Creo que las fotos no solo son recuerdos; son una manera de conectar con lo que más importa, lo que realmente queda.
Mi padre tiene Alzheimer, y su proceso me enseñó a valorar lo que la memoria puede guardar y lo que una imagen puede devolver. Es esa capacidad de revivir lo vivido lo que me impulsa en todo lo que hago.
Mi parte inquieta y curiosa me lleva a explorar más allá, a crear imágenes que no solo cuentan una historia, sino que evocan sensaciones que no sabíamos que necesitábamos.
Creo en las miradas que hablan sin palabras, en los silencios que abrazan, en los gestos pequeños que lo cambian todo.
El amor —en todas sus formas— es lo que da sentido a lo cotidiano, lo que hace que una historia se vuelva eterna cuando alguien la recuerda.
Mi trabajo nace de ahí: de ese anhelo por capturar lo invisible, lo que se siente pero no se dice. Porque para mí, fotografiar es amar lo que tienes enfrente. Es respetarlo.
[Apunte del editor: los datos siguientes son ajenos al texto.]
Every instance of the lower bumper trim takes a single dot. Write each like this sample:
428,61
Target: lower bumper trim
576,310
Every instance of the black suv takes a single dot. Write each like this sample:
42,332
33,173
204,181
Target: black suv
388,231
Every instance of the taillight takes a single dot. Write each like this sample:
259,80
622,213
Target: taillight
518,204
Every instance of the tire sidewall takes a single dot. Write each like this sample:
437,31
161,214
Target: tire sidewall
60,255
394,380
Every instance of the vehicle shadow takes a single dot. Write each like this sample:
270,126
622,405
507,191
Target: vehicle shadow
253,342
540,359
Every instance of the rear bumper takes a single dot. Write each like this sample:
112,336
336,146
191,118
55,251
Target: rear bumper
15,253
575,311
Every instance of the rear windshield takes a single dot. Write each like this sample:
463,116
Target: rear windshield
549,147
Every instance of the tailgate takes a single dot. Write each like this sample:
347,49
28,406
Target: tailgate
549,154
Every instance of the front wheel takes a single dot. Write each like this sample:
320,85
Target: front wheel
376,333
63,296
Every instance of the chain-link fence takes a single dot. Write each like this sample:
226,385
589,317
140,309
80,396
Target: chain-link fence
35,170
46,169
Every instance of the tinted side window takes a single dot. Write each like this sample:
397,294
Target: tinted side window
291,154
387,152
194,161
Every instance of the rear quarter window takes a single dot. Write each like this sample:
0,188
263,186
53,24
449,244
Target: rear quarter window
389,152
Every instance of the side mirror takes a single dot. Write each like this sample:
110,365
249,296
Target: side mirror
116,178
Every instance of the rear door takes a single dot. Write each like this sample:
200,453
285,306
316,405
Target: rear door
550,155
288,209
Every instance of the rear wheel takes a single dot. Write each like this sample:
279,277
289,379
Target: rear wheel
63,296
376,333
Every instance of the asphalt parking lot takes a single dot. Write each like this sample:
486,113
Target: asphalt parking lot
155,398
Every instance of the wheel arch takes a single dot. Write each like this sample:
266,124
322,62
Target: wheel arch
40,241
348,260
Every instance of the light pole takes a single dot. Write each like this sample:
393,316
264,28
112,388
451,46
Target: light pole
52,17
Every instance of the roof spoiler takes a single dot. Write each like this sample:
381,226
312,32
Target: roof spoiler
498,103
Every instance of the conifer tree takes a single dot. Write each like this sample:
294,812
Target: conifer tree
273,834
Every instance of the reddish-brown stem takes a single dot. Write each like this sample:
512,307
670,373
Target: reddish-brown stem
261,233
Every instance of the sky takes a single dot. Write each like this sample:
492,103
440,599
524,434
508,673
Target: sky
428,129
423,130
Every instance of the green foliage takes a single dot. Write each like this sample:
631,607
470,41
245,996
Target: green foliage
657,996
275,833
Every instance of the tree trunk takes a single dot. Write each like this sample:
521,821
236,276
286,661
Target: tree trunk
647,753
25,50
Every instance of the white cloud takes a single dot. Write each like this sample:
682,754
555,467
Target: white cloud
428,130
Es darle un lugar en el tiempo.
'Si alguien no sale bien en la foto, no es culpa de ellos, es tuya.'
Eso me lo dijo un profesor en la universidad, y se me quedó grabado desde entonces.
No como una crítica, sino como una responsabilidad hermosa: la de mirar con empatía, guiar con paciencia y saber ver la belleza real de las personas, incluso cuando ellas no la ven.
Hoy, muchas parejas llegan a mí diciéndome que “no son fotogénicas” o que “no salen bien en fotos”. Y siempre les respondo lo mismo:
De eso me encargo yo. Vosotros solo tenéis que vivir y disfrutar el momento.
No busco forzar poses. Solo guío en momentos muy puntuales, asegurándome siempre de que se sientan cómodos, auténticos, y presentes. Porque cuando eso pasa, las fotos hablan solas.